A few days ago a man called “Pretty Mike” (not sure if that is what his mother calls him) decided to attend a wedding. I’m presuming he wasn’t content with his general swag getting him the desired attention, and so he decided to put some women in dog collars. These women walk several steps in front of him as he makes his grand entrance. Of course, tongues begun to wag. Social media was set ablaze and the incident made several headlines.
Well it seems like the news reached the doorstep of Governor Ambode of Lagos State and a few days later, Mr Pretty, or is it Mr Mike, was picked up for violating Chapter 21 of the Criminal Code which deals with Offences Against Morality.
As you can imagine, Nigerians have come out in their masses to question the validity of this law and many have brought Bobrisky’s open conduct into the mix.
This article aims to highlight the key elements of the law and distinguish Bobrisky’s conduct from Pretty Mike’s conduct.
What does the law say?
Chapter 21 of the Criminal Code mostly deals with :-
- carnal knowledge against the order of nature (same sex sexual acts and sexual acts against animals);
- sexual contact with underage or incapacitated persons;
- persons in care of such persons, cited in (b) above, found guilty of encouraging these persons to engage in sexual acts;
- persons who attempt to have sexual contact with a woman against her will; and
- persons knowingly supporting prostitution or operating brothel like establishments.
The majority of this law is not applicable in this instance. However, Chapter 21 (231) of the Criminal Code goes further to say:
“any person who
- wilfully and without excuse does any indecent act in any public place; or
- wilfully does any indecent act in any place with intent to insult or offend any person;
is guilty of a misdemeanour and is liable to imprisonment for two years”
I believe Pretty Mike would fall into the category of such persons.
Moral obligations and citizens of the Nigerian society
Many people have described this law as vague and have questioned the rate at which it has been successfully enforced. These people have stressed that morality and indecency is a subjective matter, which often varies from individual to individual and place to place. However, I must stress that although true, there are many principals governing right and wrong behaviour which are generic and applicable to all societies. Generally, where a term is truly ambiguous the Courts will apply the reasonable man test (i.e would the reasonable man behave in such a manner if placed in the same circumstances).

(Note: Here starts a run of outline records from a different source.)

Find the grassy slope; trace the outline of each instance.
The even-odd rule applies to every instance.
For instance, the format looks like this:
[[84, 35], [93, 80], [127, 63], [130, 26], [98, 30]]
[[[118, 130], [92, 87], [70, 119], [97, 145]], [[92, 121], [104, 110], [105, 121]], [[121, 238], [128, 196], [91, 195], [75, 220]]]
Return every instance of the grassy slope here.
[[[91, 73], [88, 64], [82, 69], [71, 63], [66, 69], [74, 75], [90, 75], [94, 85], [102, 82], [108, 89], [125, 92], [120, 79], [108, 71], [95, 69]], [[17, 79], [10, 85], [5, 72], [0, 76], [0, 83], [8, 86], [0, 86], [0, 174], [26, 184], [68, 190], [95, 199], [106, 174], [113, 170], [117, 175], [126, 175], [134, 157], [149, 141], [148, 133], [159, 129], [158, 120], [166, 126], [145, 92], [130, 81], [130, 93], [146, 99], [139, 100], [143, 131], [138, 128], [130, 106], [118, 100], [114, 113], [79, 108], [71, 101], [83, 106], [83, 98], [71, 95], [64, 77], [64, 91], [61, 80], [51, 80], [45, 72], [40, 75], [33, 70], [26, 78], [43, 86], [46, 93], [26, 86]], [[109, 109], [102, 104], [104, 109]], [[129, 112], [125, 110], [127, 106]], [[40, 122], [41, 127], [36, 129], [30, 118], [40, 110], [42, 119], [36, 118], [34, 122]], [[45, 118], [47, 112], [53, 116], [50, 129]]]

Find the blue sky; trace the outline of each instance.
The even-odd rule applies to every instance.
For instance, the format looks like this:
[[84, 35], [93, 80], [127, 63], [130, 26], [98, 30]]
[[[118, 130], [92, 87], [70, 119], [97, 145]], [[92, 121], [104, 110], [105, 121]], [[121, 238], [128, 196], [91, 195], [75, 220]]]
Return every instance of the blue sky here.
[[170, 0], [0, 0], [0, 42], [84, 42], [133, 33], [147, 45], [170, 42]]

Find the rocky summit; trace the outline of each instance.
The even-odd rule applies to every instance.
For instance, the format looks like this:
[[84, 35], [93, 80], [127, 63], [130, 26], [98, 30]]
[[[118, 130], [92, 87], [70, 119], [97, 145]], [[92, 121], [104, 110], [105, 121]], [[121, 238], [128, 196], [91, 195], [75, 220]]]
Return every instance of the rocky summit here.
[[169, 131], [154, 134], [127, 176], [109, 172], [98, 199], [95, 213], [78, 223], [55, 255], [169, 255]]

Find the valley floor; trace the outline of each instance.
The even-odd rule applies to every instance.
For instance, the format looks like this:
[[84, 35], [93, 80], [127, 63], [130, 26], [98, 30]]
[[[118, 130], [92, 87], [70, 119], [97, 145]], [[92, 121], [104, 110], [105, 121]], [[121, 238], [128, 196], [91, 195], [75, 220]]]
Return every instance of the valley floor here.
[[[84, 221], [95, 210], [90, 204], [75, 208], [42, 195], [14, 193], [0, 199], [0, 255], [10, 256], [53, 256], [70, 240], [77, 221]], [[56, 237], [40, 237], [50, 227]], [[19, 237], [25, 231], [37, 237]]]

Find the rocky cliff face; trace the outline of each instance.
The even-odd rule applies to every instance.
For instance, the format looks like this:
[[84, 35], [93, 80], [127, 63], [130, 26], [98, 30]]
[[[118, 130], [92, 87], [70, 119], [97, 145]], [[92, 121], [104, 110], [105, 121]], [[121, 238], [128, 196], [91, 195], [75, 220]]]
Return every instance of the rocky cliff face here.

An individual’s private conduct is not deemed as the concern of the government or of society at large. As Nigerian citizens, we are protected by Chapter 4 of the Nigerian Constitution which deals with Human Rights, specifically the right to privacy of all citizens and their homes. Thus, when morality is discussed it generally refers to an individual’s moral conduct as it affects the society at large. Many societies have ethical standards which, although varying from place to place, are valid and enforceable by either law, religion or social pressures.
Thus, based on this premise, as Nigerian citizens, it is established case law that we have a moral obligation to the society in which we belong to desist from conducting ourselves in a manner which might be deemed as being offensive to the people around us.
Bobrisky vs Pretty Mike
As a fallout of Pretty Mike’s conduct and his subsequent arrest, many people have exclaimed and questioned why Bobrisky has not been picked up for the same violation of Chapter 21 of the Criminal Code – Offences Against Morality. (for those who might not know, Bobrisky is heavily bleached young man who likes to dance, fixes artificial nails and wears heavy makeup)
These people are of the belief that his conduct on social media is grossly offensive and goes against the unwritten moral rules of Nigerian society.
However, here I must stress that a person’s constitutional right to freedom of expression supersedes their moral obligation to an unwritten societal rule. I know you’re probably thinking: “what about the Anti-Gay law?”; well, Bobrisky has on many occasions specifically claimed that he is not indeed gay and that his conduct on social media is purely for the pleasure of his audience and to sell his skin care products. He has emphasized that he likes wearing makeup and fixing his nails, and in many societies, this will be deemed as a way of him expressing his creativity.
To those who believe Bobrisky is gay, the onus is on you to prove it by providing evidence to support your claim.
In the case of Pretty Mike on the other hand, there is photographic and video evidence of him behaving in a manner which might be deemed by many as being highly insulative and offensive. The truth is Pretty Mike put dog collars on fellow human beings, and this act was deemed by the Lagos state Government as dehumanising. I am sure if Pretty Mike had worn the dog collar on himself I would not be addressing it right now.
A general rule in Public Relations is that there is no such thing as bad publicity; because of this, around the world we have seen people doing outrageous things for want of attention and social recognition. There is no question of a doubt in my mind that Pretty Mike is just trying to be sensational, in order to make his night club more popular. Bobrisky, too is trying to sell his creams. Guess what? We are all talking about both of them, so I think it worked.
On another note, whilst researching for this article I came across a clause in the Criminal Code which states
“Any person who conspires with another to induce any woman or girl, by means of false pretence or other fraudulent means, to permit any man to have carnal knowledge of her is guilty of a felony and is liable to imprisonment for three years”
It got me thinking about the various “Yoruba Demons” and the things they often do… but, abeg that’s another article.